Sachin Kumar, Nikhil M. Vichare, Eli Dolev, and Michael Pecht
Prognostic and Health Management Lab, Center for Advanced Life Cycle Engineering (CALCE), University of Maryland, College Park, MD 20742, United States
Abstract:
A methodology for detecting the gradual health degradation of electronic products is presented by defining a health indicator to represent a product's health state in a time interval. A health indicator is defined as the weighted sum of a histogram bin's fractional contribution in a time interval that is based on the data collection rate, the likelihood of change in a product's performance, and a user's readiness to accept risk. The unified distance measure, Mahalanobis distance (MD), is used to create histograms where optimal bin-width is calculated using a kernel estimator.
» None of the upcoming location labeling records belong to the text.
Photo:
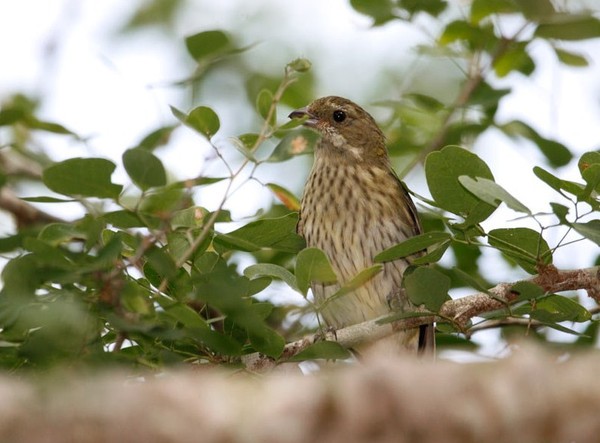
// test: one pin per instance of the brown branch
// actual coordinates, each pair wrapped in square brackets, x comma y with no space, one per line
[458,311]
[25,215]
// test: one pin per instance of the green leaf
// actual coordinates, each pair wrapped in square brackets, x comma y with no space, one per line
[266,341]
[589,166]
[432,7]
[312,265]
[322,350]
[524,245]
[556,308]
[289,200]
[157,138]
[202,119]
[427,286]
[123,219]
[302,141]
[87,177]
[557,184]
[355,282]
[163,201]
[514,58]
[556,153]
[144,168]
[412,245]
[43,199]
[433,255]
[443,169]
[57,233]
[208,43]
[271,270]
[300,65]
[264,102]
[590,230]
[492,193]
[561,212]
[185,315]
[275,233]
[460,30]
[570,58]
[220,343]
[536,10]
[481,9]
[570,27]
[527,290]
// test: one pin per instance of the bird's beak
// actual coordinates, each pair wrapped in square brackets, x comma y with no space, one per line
[302,113]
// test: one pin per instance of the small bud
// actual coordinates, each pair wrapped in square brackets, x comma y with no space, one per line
[300,65]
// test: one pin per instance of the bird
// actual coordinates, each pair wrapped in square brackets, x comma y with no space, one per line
[353,207]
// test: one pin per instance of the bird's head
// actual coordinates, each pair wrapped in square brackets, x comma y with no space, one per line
[347,130]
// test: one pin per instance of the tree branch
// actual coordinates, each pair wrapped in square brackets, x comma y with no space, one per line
[458,311]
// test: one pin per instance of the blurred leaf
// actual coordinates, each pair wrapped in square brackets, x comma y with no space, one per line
[312,265]
[271,270]
[276,233]
[88,177]
[527,290]
[207,43]
[556,183]
[202,119]
[380,10]
[266,341]
[47,200]
[300,65]
[569,27]
[161,13]
[427,286]
[589,166]
[556,308]
[185,315]
[355,282]
[481,9]
[301,141]
[288,199]
[219,343]
[570,58]
[412,245]
[157,138]
[556,153]
[57,233]
[264,100]
[123,219]
[144,168]
[514,58]
[590,230]
[442,170]
[327,350]
[432,7]
[561,212]
[477,37]
[536,10]
[162,202]
[524,245]
[192,217]
[492,193]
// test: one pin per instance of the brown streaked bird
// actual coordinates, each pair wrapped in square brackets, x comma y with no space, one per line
[353,207]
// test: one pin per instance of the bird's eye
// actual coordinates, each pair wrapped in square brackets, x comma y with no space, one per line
[339,116]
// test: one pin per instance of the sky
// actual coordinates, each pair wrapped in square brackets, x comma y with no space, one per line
[112,89]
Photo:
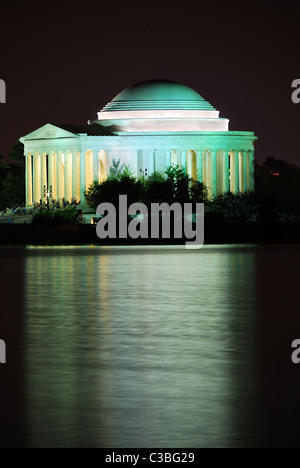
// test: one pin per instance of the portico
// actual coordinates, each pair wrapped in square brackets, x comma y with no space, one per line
[142,134]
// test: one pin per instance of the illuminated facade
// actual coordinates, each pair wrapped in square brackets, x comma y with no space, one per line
[148,127]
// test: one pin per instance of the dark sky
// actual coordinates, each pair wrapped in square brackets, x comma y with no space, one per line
[62,62]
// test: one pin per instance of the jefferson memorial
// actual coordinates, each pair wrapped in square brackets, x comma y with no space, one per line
[148,126]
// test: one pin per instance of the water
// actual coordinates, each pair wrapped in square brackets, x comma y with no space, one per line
[143,347]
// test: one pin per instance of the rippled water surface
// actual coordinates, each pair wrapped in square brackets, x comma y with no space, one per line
[143,347]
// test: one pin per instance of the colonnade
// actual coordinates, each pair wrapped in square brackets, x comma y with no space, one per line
[71,172]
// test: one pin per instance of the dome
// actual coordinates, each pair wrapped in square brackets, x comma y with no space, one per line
[158,95]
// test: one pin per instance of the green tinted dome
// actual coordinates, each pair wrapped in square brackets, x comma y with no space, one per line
[158,95]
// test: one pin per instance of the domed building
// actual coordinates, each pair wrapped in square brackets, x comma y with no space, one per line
[148,126]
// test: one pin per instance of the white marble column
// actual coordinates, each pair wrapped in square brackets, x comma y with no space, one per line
[44,177]
[184,161]
[226,175]
[68,176]
[220,172]
[37,179]
[251,183]
[234,172]
[245,171]
[75,176]
[28,167]
[199,166]
[60,176]
[208,171]
[168,158]
[213,172]
[96,164]
[52,178]
[151,162]
[82,176]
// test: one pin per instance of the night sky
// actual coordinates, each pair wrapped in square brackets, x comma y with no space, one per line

Summarization of a product's performance in a time interval for health and degradation estimation together with the behaviour of the MD values can reduce false alarms regarding the presence of fault and increase the capability of detecting intermittent and ''no fault found'' events. A case study performed on computers is presented. A healthy baseline for the computers was created and a threshold for both fault detection and degradation identification was defined. After fault injection into one of the computers, the increase in the MD values detected the initial change in performance parameters. After a short time period, the health indicator detected the degradation whereas the MD values returned to below threshold as the degradation in this case study was an after-effect of the damaging event.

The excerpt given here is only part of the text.